In Lilly’s trials,120 “decreased libido was the only sexual side effect reported by at least 2% of patients taking fluoxetine (4% fluoxetine, <1% placebo).” If you don’t ask, you won’t see the problems. In a carefully conducted study, 57% of 1,022 people who had a normal sex life before they came on a depression pill experienced decreased libido; 57% had delayed orgasm or ejaculation; 46% no orgasm or ejaculation; and 31% had erectile dysfunction or decreased vaginal lubrication.116
There was nothing about this in Lilly’s package insert apart from: “There have been spontaneous reports in women taking fluoxetine of orgasmic dysfunction, including anorgasmia. There are no adequate and well-controlled studies examining sexual dysfunction with fluoxetine treatment. Symptoms of sexual dysfunction occasionally persist after discontinuation of fluoxetine treatment.”
Some package inserts are more truthful, e.g. for venlafaxine:122 decreased libido 2%, abnormal ejaculation/orgasm 12%, impotence 6%, and orgasm disturbance 2%. But this is still far from the truth.
- If you feel depressed, don’t go to your doctor who will very likely prescribe a depression pill for you.

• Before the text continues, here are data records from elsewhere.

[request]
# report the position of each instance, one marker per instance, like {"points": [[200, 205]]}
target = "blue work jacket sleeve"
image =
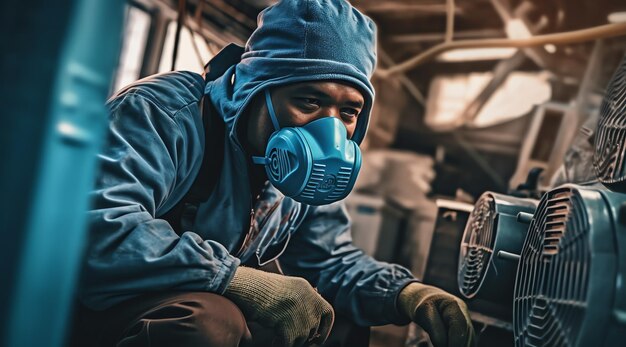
{"points": [[357, 285], [146, 165]]}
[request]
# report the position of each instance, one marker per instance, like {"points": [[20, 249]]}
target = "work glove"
{"points": [[289, 306], [442, 315]]}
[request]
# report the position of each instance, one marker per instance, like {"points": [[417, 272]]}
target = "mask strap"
{"points": [[270, 108], [260, 160]]}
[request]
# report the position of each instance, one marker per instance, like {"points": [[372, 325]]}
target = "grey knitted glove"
{"points": [[444, 316], [289, 305]]}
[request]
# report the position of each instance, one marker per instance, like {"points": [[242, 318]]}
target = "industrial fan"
{"points": [[570, 287], [492, 241], [609, 159]]}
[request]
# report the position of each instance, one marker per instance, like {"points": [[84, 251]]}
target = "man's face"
{"points": [[301, 103]]}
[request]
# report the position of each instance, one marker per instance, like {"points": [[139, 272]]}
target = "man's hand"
{"points": [[442, 315], [289, 306]]}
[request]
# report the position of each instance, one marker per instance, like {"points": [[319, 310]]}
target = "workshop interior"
{"points": [[494, 166]]}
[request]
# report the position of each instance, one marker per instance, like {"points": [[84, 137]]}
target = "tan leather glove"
{"points": [[289, 305], [442, 315]]}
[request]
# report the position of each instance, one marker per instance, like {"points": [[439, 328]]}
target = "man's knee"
{"points": [[202, 319]]}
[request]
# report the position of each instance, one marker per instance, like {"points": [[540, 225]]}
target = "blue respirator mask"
{"points": [[315, 164]]}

- Never accept treatment with a depression pill. It is likely to make your life more miserable.
- Don’t believe anything doctors tell you about depression pills. It is highly likely to be wrong.
- Depression pills are dangerous. They increase the risk of suicide, violence and homicide at all ages.
- Depression pills are likely to destroy your sex life, in the worst case permanently.
- Consult a psychotherapist. You might also consider if you need a social worker, counsellor or lawyer.